Eccentricity in a butterfly valve refers to the intentional offset between the valve disc's rotational axis (stem) and the valve body's centerline or sealing surface. While the stem of a traditional centerline butterfly valve coincides with the valve body's center, an eccentric butterfly valve uses an offset structure to reduce friction between the valve disc and the sealing ring, thereby improving sealing performance and service life. Based on the direction and amount of offset, butterfly valves can be divided into the following three categories:
1. Single-Eccentric Butterfly Valve: The stem center is offset from the valve body's centerline but centered on the sealing surface. This offset is typically 5%-10% of the valve disc's thickness and is suitable for low-pressure, normal-temperature applications, such as water supply systems.
2. Double-Eccentric Butterfly Valve: The stem is offset from both the valve body's centerline and the sealing surface's center, resulting in a double offset. This design allows the disc to quickly clear the sealing surface during opening, reducing wear. It is commonly used in the petroleum and chemical industries.
3. Triple eccentric butterfly valve: Based on the double eccentric valve, the valve seat sealing surface has a cone angle offset (usually 8°-12°), achieving zero metal seal friction. It is resistant to high temperatures and high pressures (up to 600°C/PN100, according to API 609 standard) and is mostly used in power plants or harsh working conditions.

What is a centerline butterfly valve
The centerline butterfly valve is an industrial valve used for on/off switching and flow control in pipeline systems, widely used in the petroleum, chemical, metallurgical, and hydropower industries. Its core structural feature is the coaxial alignment of the stem axis, disc center, and body center, resulting in simple manufacturing and balanced opening and closing torque.
This valve achieves flow control by rotating the disc between 0° and 90°. Traditional designs suffer from poor sealing material temperature resistance and wear on the disc and seat. High-performance, improved models utilize a soft T-shaped sealing ring combined with multiple layers of stainless steel sheets, combined with an oblique tapered sealing surface welded with a high-temperature-resistant alloy, achieving the dual advantages of both hard and soft metal sealing. A spring mechanism compensates for tolerances and elastic deformation, making it suitable for high-temperature, high-pressure environments and bidirectional media transport. The valve is available in various structural types, including center seal and eccentric seal. Sealing materials include soft seals (such as EPDM rubber and PTFE) and hard metal seals. Actuation options include manual, electric, and pneumatic. Ensure flange alignment during installation. Periodic opening and closing of the valve for extended periods of closure should be prevented from sticking. Its improved design has gradually expanded to large-scale valve applications, and has spawned dedicated testing equipment and patented optimization solutions.

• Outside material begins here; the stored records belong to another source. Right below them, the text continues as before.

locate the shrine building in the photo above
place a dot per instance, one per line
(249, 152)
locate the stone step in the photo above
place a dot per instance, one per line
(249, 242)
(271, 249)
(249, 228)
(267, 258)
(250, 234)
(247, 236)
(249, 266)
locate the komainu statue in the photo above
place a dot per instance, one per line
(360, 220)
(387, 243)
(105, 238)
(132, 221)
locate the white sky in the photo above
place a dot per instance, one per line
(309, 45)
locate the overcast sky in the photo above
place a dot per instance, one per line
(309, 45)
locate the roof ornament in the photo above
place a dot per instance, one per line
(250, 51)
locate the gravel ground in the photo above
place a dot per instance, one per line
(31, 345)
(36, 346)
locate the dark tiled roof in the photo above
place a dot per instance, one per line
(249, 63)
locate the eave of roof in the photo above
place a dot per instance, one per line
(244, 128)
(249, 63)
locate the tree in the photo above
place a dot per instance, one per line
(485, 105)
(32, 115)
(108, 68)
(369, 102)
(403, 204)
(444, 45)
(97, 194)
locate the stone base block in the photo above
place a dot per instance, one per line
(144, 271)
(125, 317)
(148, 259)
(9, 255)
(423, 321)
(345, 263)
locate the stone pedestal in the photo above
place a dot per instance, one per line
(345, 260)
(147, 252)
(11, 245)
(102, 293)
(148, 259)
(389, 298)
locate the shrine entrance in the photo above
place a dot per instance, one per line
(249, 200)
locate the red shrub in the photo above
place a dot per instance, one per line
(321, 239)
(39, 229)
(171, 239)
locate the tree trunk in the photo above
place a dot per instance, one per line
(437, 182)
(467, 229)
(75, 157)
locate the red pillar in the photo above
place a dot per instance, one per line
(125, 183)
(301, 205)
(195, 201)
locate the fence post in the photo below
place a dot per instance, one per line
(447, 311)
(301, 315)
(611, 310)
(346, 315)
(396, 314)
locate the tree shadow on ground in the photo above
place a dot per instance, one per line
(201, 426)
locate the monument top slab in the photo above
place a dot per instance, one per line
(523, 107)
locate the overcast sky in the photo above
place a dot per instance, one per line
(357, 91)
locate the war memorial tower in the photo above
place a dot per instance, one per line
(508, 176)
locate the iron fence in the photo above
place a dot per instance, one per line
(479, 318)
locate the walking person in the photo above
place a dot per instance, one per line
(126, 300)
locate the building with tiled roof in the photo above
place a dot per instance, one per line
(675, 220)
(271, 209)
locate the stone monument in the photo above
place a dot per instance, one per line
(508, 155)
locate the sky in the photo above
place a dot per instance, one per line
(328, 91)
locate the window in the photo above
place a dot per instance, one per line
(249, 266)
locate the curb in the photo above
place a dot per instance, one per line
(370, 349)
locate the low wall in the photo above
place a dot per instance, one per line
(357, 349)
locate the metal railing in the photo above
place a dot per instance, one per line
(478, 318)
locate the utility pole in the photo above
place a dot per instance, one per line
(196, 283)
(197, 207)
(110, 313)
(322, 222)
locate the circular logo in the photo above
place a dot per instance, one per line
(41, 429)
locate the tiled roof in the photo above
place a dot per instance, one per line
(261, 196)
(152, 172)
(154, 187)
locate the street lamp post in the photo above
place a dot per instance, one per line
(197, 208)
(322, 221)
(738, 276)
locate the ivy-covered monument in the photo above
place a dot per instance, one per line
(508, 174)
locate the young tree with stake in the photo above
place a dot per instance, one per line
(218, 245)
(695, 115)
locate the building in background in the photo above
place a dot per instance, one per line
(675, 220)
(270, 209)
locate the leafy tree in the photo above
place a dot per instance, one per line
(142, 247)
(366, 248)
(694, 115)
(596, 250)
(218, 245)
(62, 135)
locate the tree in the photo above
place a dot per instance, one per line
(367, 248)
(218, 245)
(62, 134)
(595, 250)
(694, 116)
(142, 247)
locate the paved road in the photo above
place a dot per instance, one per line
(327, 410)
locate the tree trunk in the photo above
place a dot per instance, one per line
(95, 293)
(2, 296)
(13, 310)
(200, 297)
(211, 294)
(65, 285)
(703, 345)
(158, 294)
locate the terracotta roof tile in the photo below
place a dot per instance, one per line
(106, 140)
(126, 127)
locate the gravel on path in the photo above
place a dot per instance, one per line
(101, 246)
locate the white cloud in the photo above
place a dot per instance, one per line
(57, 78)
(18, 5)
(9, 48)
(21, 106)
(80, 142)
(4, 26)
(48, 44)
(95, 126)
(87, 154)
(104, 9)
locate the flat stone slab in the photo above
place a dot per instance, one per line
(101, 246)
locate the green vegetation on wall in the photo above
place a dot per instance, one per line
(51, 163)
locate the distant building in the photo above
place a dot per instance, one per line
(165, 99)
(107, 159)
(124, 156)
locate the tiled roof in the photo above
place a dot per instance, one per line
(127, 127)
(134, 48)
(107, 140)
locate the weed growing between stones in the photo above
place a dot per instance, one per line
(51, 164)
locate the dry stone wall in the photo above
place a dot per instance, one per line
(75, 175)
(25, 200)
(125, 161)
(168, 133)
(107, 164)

What is the difference between eccentric butterfly valve and concentric butterfly valve
I. Structural Design
Center Butterfly Valve (Centerline Butterfly Valve)
The valve stem axis, disc center, and valve body center completely coincide.
The disc contacts and rubs against the valve seat throughout the opening and closing process, causing rapid wear.
Eccentric Butterfly Valve
Single Eccentric: The valve stem is offset from the disc center, reducing extrusion but still causing friction.
Double Eccentric: The valve stem is offset from both the disc center and the body center, allowing the disc to quickly disengage from the seat during opening and closing, reducing friction by 90%.
Triple Eccentric: Based on the double eccentric design, the sealing surface adopts a tapered design to achieve a zero-friction torque seal.
II. Sealing Performance and Materials
Center Butterfly Valve
Relies on soft sealing materials such as rubber/PTFE, which achieve a seal through elastic deformation.
Poor temperature resistance (usually ≤80°C) and poor resistance to high pressure.
Eccentric Butterfly Valve
Double Eccentric: A metal seat can be used, improving temperature resistance, but this seal is in line contact and prone to leakage under high pressure. Triple-eccentric: Metal seal, contact surface pressure increases with medium pressure, achieving zero leakage at high temperatures and high pressures.
III. Applications
Center Butterfly Valve:
Normal temperature and pressure environments (such as fire water pipes and general industrial water supply).
Advantages: Simple structure and low cost.
Eccentric Butterfly Valve:
Double-eccentric: Medium temperature and medium pressure systems (such as steam pipelines and circulating water).
Triple-eccentric: High temperature and high pressure harsh conditions (such as power plant flue gas and high-pressure natural gas).
Advantages: Long life, wear resistance, and wide application range.